The arg unspecified_changepoints
either takes an integer as input, which will intersperse the changepoints equally across time, or a list of indexes, which will place changepoints at exactly those time points. These changepoints are given a Laplace prior with a mean of 0, and a scale set by the arg sigma_unspecified_changepoints
. The sigma_unspecified_changepoints
affects the L1 penalty on the unspecified changepoints. Set sigma
to be high (e.g. .5 or greater) and the unspecified changepoints will be very sensitive. Set it low (e.g. 0.05), and it will be insensitive.
Unlike prophet, setting these changepoints does not change the prediction. Only level_events
and trend_events
in the prediction horizon will affect the forecast. Let's see what affect these have on the previous damping example...
from judgyprophet import JudgyProphet
import pandas as pd
import seaborn as sns
# Cutoff the data to January 2020
cutoff = "2020-04-01"
data_cutoff = example_data.loc[:cutoff]
# Make the forecast with the business estimated level event
# We have no trend events, so just provide the empty list.
jp = JudgyProphet()
# Because the event is beyond the actuals, judgyprophet throws a warning.
# This is just because the Bayesian model at the event has no actuals to learn from.
# The event is still used in predictions.
jp.fit(
data=data_cutoff,
level_events=[],
unspecified_changepoints=10,
sigma_unspecified_changepoints=.2,
trend_events=trend_events,
# Set random seed for reproducibility
seed=13
)
predictions = jp.predict(horizon=12)
# Plot the data:
predict_df = (
predictions.reset_index()
.rename(columns={'index': 'ds', 'forecast': 'value'})

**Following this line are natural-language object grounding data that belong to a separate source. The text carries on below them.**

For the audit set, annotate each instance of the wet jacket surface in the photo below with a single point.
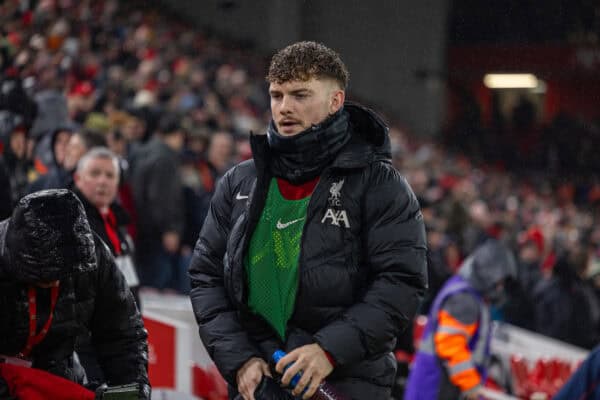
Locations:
(93, 298)
(361, 265)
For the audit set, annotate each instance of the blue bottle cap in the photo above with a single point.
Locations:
(278, 355)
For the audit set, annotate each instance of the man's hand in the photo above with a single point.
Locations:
(313, 364)
(250, 375)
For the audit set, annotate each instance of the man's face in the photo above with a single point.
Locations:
(98, 181)
(298, 105)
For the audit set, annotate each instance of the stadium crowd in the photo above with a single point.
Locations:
(176, 105)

.assign(method="JudgyProphet")
.loc[:, ["ds", "value", "insample", "method"]]
)
actuals_df = (
data_cutoff.reset_index()
.rename(columns={'index': 'ds', 0: 'value'})
.assign(method="Actuals", insample=True)
)
future_actuals_df = (
example_data.loc[cutoff:]
.reset_index()
.rename(columns={'index': 'ds', 0: 'value'})

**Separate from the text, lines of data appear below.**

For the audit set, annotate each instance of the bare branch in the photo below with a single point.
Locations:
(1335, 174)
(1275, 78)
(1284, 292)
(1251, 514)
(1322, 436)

.assign(method="Future Actuals", insample=False)
)
plot_df = (
pd.concat([predict_df, actuals_df, future_actuals_df])
.reset_index(drop=True)
)
sns.lineplot(data=plot_df, x='ds', y='value', hue='method', style='insample', style_order=[True, False])
INFO:judgyprophet.judgyprophet:Rescaling onto 0-mean, 1-sd.
INFO:judgyprophet.judgyprophet:Adding trend event New saturating market entry to model. Event index: 2020-01-01, training data start index: 2019-06-01 00:00:00, training data end index: 2020-04-01 00:00:00. Initial gradient: 5. Damping: 0.85.
WARNING:judgyprophet.utils:Unspecified changepoint with index 2020-01-01 00:00:00 also specified as a level or trend event. Removing this changepoint.
Initial log joint probability = -85.6424
Iter log prob ||dx|| ||grad|| alpha alpha0 # evals Notes
12 -2.55807 0.00253247 10.5928 0.0002553 0.001 57 LS failed, Hessian reset
19 -2.53784 0.00129929 12.9114 2.828 0.4174 69
Iter log prob ||dx|| ||grad|| alpha alpha0 # evals Notes
39 -2.49159 1.88991e-05 13.7481 0.05264 1 106
Iter log prob ||dx|| ||grad|| alpha alpha0 # evals Notes
43 -2.49059 2.07785e-05 13.316 1.762e-06 0.001 150 LS failed, Hessian reset
49 -2.48998 7.5683e-06 12.3042 6.778e-07 0.001 193 LS failed, Hessian reset
59 -2.48991 3.40412e-07 12.2862 0.3482 0.3482 210
Iter log prob ||dx|| ||grad|| alpha alpha0 # evals Notes
70 -2.4899 8.88435e-09 11.2343 6.928e-10 0.001 271 LS failed, Hessian reset
Optimization terminated normally:
Convergence detected: absolute parameter change was below tolerance
/Users/kpxh622/github/judgyprophet/judgyprophet/utils.py:31: UserWarning: Unspecified changepoint with index 2020-01-01 00:00:00 also specified as a level or trend event. Removing this changepoint.
warnings.warn(msg)
<AxesSubplot:xlabel='ds', ylabel='value'>
We can see in this case the unspecified changepoints have improved the model fit significantly. We recommend caution with unspecified changepoints though, they come with a cost, and when your time series is quite noisy they might be overreactive. In this case it is recommended to tune your sigma_unspecified_changepoints
accordingly, or limit the amount of changepoints you use.